Watching a movie or listening to music the sound is aimed at the other people in the room and, while the audio quality is good, it would have been better if it faced the user.

On the top of the edge of the device is SIM card tray which also conceals the microSD card slot.

Unfortunately the microSD is not yet active so it’s not possible to expand the Xoom’s already generous 32GB capacity. It may be activated in a future system update.


One thing you can’t argue with is the speed of the Xoom – it moves along nicely when opening and switching between apps.

The screen is responsive when moving around home screens and scrolling apps but at times a little too responsive with accidental touches opening apps and connecting to links within the browser.

Speaking of the browser – this is a bit of a let down with the Xoom despite the boast of it being the key feature and being able to run Flash.

Out of the box the browser didn’t run Flash – we had to download it from the Android Market and install it.

The sites certainly looked good on the screen but the multi-touch pinch to zoom and scrolling was often slow and imprecise.

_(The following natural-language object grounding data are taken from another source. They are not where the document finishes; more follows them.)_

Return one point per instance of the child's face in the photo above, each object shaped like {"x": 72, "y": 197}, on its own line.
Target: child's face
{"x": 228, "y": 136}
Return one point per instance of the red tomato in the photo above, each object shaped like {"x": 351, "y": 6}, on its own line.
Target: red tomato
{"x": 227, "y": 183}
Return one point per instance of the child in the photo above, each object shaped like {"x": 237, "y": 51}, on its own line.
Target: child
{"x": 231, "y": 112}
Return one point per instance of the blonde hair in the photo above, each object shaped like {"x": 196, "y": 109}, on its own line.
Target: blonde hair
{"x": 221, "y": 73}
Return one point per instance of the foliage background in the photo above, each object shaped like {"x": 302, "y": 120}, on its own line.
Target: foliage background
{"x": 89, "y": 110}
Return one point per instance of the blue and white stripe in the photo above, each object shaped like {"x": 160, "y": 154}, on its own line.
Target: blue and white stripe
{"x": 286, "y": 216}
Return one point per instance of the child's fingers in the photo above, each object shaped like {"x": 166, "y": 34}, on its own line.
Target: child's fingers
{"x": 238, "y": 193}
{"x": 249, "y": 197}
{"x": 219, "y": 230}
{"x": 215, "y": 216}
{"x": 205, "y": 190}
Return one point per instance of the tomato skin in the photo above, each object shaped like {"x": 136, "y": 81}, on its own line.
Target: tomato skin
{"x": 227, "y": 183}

Many sites didn’t load properly in the browser and we had to try the pinch to zoom to fit it in the entire page.

Turning the device on its side into the deep portrait mode didn’t improve things and sites were cut in half making the transition after a second or two and again need to be scrolled or zoomed to fit.

The Motorola Xoom will be available in May through Telstra and in June from Optus as well

The home screen can be customised with your favourite apps which are now becoming plentiful in supply.

Some are also interactive like the Gmail and Calendar apps which allow users to scroll the information contained with their windows to easily read emails and entries.

All of the favourites, including Angry Birds, worked smartly on the Xoom.

The virtual keyboard was also one of the better features with the speed to pick to keep up with the fastest typers.

Battery performance was also strong and lasted a full day before needing a recharge.

There are a few accessories designed to work with the Motorola Xoom


One of the things that will help the Motorola Xoom stand out from the crowd is the accessories available for it.

There are two docks (Standard $69 and Speaker HD dock $149) which can charge the Xoom when it is attached and also connect the tablet to larger screen for easier viewing of your videos and pictures.

A wireless Blueeooth keyboard ($79) is also available to give users the option of using physical keyboard in place of the virtual on-screen keyboard.

The Folio on The Go ($59) is a cover which can unfold and act as a stand. Switching from cover mode to stand mode was clumsy and difficult and the Xoom fell out of it on to the table in the process.


There is a lot to like about the Motorola Xoom. It is fast and reliable and offers a tablet experience which will only improve as more apps are made available.

Unfortunately it is let down in a few areas and, while these might not all be dealbreakers, they prevent this good tablet from being a great one.